Drones have really been taking off (pun intended) over the last several years. They’re like those little toy helicopters that you may have played with as a kid, except they don’t wobble around and crash into the ground after ten seconds. You can actually fly drones a significant distance and do cool things like attach a camera to it or, in Amazon’s case, potentially have it deliver packages to your front door. On the flipside, however, they are also coming dangerously close to crashing into planes on a frequent basis.
According to new figures, there has been almost one near-miss between a drone and a plane per week so far in 2016, with 49 more “proximity reports” occurring since April 2014. The 15 reported near-misses throughout the first four months of this year are more than half of the total from 2015, proving that this is an issue that needs to be dealt with right away. I can’t say these figures are that surprising – letting anybody fly robots in the sky wherever they want was obviously going to cause chaos at some point – but it’s a little strange that harsher regulations on drone flight weren’t put into place sooner.

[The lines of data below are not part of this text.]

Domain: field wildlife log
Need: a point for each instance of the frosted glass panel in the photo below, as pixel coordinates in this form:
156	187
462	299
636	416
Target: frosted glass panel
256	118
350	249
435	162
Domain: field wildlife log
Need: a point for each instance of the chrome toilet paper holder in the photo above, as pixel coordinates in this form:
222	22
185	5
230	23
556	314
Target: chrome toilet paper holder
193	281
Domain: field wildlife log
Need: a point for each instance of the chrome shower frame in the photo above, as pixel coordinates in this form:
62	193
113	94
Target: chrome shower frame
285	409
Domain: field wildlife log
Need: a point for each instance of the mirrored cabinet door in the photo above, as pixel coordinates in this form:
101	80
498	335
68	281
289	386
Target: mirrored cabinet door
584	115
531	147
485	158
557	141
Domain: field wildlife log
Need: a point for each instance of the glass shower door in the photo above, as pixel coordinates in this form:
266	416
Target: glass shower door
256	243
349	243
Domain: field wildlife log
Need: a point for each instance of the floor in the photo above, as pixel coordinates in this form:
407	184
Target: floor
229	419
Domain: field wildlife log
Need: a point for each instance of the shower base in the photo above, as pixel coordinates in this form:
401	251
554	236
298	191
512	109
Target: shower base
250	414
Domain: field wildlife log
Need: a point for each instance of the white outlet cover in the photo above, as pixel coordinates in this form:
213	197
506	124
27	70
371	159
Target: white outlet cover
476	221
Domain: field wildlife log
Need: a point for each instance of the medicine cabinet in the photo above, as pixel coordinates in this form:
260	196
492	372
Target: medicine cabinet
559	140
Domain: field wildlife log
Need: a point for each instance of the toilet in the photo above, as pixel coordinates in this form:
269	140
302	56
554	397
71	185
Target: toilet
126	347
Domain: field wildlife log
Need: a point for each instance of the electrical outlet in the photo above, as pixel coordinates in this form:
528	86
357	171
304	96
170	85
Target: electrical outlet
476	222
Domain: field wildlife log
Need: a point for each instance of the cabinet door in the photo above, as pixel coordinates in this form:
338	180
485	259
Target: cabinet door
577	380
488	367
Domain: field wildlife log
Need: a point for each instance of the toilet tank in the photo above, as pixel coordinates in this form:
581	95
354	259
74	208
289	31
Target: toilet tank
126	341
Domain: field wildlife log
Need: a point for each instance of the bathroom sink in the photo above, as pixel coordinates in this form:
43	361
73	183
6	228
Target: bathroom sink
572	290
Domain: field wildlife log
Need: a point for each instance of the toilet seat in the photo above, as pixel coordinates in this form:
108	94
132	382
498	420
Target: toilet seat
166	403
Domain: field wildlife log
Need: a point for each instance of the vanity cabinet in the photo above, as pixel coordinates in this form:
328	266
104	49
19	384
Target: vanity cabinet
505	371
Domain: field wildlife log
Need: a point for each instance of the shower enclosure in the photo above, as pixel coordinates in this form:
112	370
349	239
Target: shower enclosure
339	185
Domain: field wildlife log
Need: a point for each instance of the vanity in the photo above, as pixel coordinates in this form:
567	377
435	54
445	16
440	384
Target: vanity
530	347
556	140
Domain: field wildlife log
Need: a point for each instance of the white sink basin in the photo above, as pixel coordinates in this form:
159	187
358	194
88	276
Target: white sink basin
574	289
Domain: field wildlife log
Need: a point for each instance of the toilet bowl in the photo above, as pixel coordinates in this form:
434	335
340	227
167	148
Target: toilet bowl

In the UK, the rules that do apply to drone users state that the person must be able to see the drone at all times and that it cannot be flown higher than 400ft. Additionally, a drone fitted with a camera cannot be flown within 50m of people, vehicles, buildings or over top large gatherings. That’s all well and good, but the enforcing of these regulations is where the problem lies.
Queen Elizabeth II recently stated in her speech to the British Parliament that new regulations on drones would be introduced in a forthcoming Modern Transport Bill.